In Partnership with the Met Office

Click here to see a technical description.

2011 PhD Cohort

Here you can find details of the PhD research projects undertaken by students who joined STOR-i in 2010, and started their PhD research in 2011. You can also access further technical descriptions by clicking on the links to the student's personal webpage below each project description.

Maintaining the telecommunications network

Mark Bell
Lead supervisor: Dave Worthington

Continuous access to the UK’s growing telecommunications network is essential for a huge number of organisations, businesses and individuals. If access to the network is interrupted, even for a short period, the effects on public services and businesses can be severe. The network has a complex structure, so faults can occur frequently and for many reasons. When a fault does occur it is vital that repair work is performed as soon as possible.

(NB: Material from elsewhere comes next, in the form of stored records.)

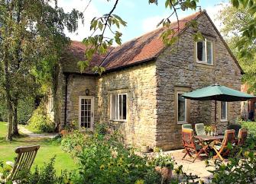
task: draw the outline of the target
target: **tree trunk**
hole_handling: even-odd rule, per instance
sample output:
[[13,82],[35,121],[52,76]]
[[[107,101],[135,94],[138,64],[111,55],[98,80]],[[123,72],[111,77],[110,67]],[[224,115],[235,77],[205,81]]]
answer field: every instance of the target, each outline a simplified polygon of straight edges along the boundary
[[[8,19],[12,19],[12,11],[13,11],[13,4],[8,3]],[[10,25],[5,25],[5,36],[9,37],[11,36],[11,30],[8,27]],[[11,132],[12,132],[12,117],[13,117],[13,112],[12,112],[12,106],[11,106],[11,80],[10,80],[10,73],[8,71],[8,64],[9,60],[11,59],[9,56],[9,43],[4,43],[4,56],[3,56],[3,63],[4,63],[4,78],[5,78],[5,100],[6,100],[6,109],[7,109],[7,114],[8,114],[8,128],[7,128],[7,135],[6,135],[6,140],[11,141]]]
[[18,100],[15,99],[13,100],[13,119],[12,119],[12,135],[18,135]]
[[8,71],[8,62],[6,50],[5,51],[4,65],[5,65],[5,96],[6,96],[6,109],[8,113],[8,128],[6,140],[11,141],[11,132],[12,132],[12,106],[11,106],[11,87],[10,87],[10,77]]

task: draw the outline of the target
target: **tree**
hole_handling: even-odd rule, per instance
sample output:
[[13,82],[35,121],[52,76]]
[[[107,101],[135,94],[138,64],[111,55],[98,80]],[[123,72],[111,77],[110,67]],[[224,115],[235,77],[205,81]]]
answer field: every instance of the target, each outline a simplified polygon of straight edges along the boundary
[[[50,5],[52,2],[55,7]],[[12,129],[14,133],[18,131],[18,100],[35,91],[38,65],[47,61],[53,67],[58,62],[61,50],[70,41],[64,28],[75,31],[83,14],[76,10],[65,13],[52,0],[0,0],[0,56],[8,125],[6,139],[11,140]]]
[[[218,18],[223,24],[221,32],[224,39],[245,72],[243,82],[249,84],[250,92],[256,93],[256,36],[246,33],[248,31],[246,27],[251,27],[256,21],[255,18],[248,6],[236,8],[232,5],[225,6]],[[255,31],[254,30],[252,27],[250,31]]]

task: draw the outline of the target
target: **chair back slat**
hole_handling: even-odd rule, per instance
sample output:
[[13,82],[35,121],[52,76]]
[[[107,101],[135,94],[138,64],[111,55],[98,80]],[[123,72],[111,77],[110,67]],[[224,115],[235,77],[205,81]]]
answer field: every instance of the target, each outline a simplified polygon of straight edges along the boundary
[[193,129],[183,128],[182,140],[184,148],[195,148]]
[[238,132],[238,145],[244,145],[247,138],[248,131],[246,129],[240,128]]
[[182,128],[190,128],[192,129],[192,125],[189,123],[183,124],[181,125]]
[[35,156],[40,146],[18,147],[15,152],[18,154],[15,166],[8,179],[15,179],[22,174],[22,172],[28,172],[32,166]]
[[206,135],[205,130],[205,125],[203,123],[196,123],[195,125],[195,129],[197,135]]
[[226,147],[228,144],[232,144],[235,140],[235,130],[226,130],[222,141],[222,146]]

Openreach, part of the BT group, is solely responsible for maintenance and repair of the vast majority of the UK’s network. Performing this effectively means ensuring that at any time they have enough staff available to meet the current demands, which can vary considerably. Models that can understand the effects of these changing demands on the available workforce and the existing workload are of considerable benefit in ensuring that the organisation is prepared for the ‘busiest’ periods. Of particular importance is the model’s ability to understand key performance measures, such as the expected time for a repair job to be completed. Keeping these measures within the targets is central to public satisfaction.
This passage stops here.